Cet aveu me déstabilise un peu. Mon père n’a jamais franchement parlé de ma mère et mes souvenirs d’elle ne sont que ceux que j’ai glanés par d’autres. Le seul portrait d’elle, trône dans la chambre de mes parents enfin… trônait, car je présume que tout a été détruit.
— Où se trouve mon peuple ?
— Dans la cité des Abîmes.
— Ainsi que les Furias, ajoute Massala. Sans Otto, nous serions tous à la merci du prince Elrohîr.
— Savez-vous pourquoi il a trahi le peuple Arcan ? Hellasi n’a épargné personne. Le faire revenir n’a pas de sens.
Le seigneur des mers fronce les sourcils pendant que Massala se sert un verre d’un liquide ambré et odorant.
— C’est une longue histoire compliquée, répond Otto.
— Alors commencez là tout de suite, ne perdons pas de temps.
Massala manque d’avaler de travers et tousse à s’en décrocher les poumons. Quant à Otto, il s’esclaffe.
— Que le feu éternel soit témoin, lance Massala, cette enfant est la digne fille de sa mère.
— Avant toute chose, nous devons nous occuper de la marque autour de votre cou. Massala vous l’a déjà mentionné en arrivant. Je préfère être honnête sur ce point. Je ne ferais prendre aucun risque à mon peuple sous prétexte que vous êtes pressée.
— Je ne subis pas cette atroce souffrance, seigneur Fraquawi. C’est Rose.
Ma voix se brise.
— Aidez-là.
Massala et Otto hochent la tête d’un air entendu.
— Nous savons pour Rose. Votre père nous a prévenus. Pouvez-vous la faire apparaitre ?
— Elle est là. Seulement la ponction d’énergie l’épuise.

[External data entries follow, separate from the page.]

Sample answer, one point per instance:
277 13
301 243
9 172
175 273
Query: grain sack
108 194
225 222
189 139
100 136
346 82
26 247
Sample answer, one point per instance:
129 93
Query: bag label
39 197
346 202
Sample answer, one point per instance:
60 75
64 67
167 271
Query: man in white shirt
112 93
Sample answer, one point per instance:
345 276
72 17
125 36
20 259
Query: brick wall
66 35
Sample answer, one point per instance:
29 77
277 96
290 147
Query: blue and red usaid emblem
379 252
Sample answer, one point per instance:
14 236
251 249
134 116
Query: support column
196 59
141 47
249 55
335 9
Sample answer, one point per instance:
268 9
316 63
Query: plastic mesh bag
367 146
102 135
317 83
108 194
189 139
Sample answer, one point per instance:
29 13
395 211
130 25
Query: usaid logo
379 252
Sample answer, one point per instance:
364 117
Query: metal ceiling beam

— Et comment-a-elle fait pour se substituer sur le plan invisible ?
— Nous avons fusionné.
— Vraiment.
— Je crois que ce poisson d’eau douce se doute de quelque chose. Tu devrais leur dire, Neela.
Le guide des Altiens s’approche plus près.
— Non. On ne sait jamais. Un espion pourrait trainer parmi les membres d’équipage. Si Elrohîr sait pour nous, nous perdrons l’avantage.
— Et bien, une vraie guerrière Napoléonienne.
— Si tu le dis.
Il touche le tissu. Robe le pique avec une aiguille.
— Impressionnant.
— Elle n’aime pas les contacts imprévus.
— Je ne suis pas l’ennemi.
— Ce n’est qu’un avertissement amical. La souffrance altère le jugement parfois.
— En effet. Je sais qui pourra l’aider. L’Ancien saura quoi faire.
— Qui est-il ?
— Un mage aux pouvoirs inouïs. Je m’en vais le prévenir sur le champs.
— Mais j’ai pleins de questions à vous poser.
— Nous aurons tout le temps d’y répondre plus tard. Je dois encore leurrer l’ennemi sur notre position jusqu’à votre délivrance. En espérant que ce ne soit pas déjà trop tard.
Sur ces paroles, le seigneur Fraquawi quitte le bureau de Massala.
— Rose, on t’a jamais appris qu’on ne mort pas la main qui te sauve ? Une petite révision du programme s’impose.
L’âme de ma protectrice se colore de rouge.
— Ok, se ravise Calys, je retire ce que je viens de dire.
Leur querelle me rappelle Fala et Jaal. Et même si la déesse n’en parle pas, je sais qu’elle espère la revoir saine et sauve.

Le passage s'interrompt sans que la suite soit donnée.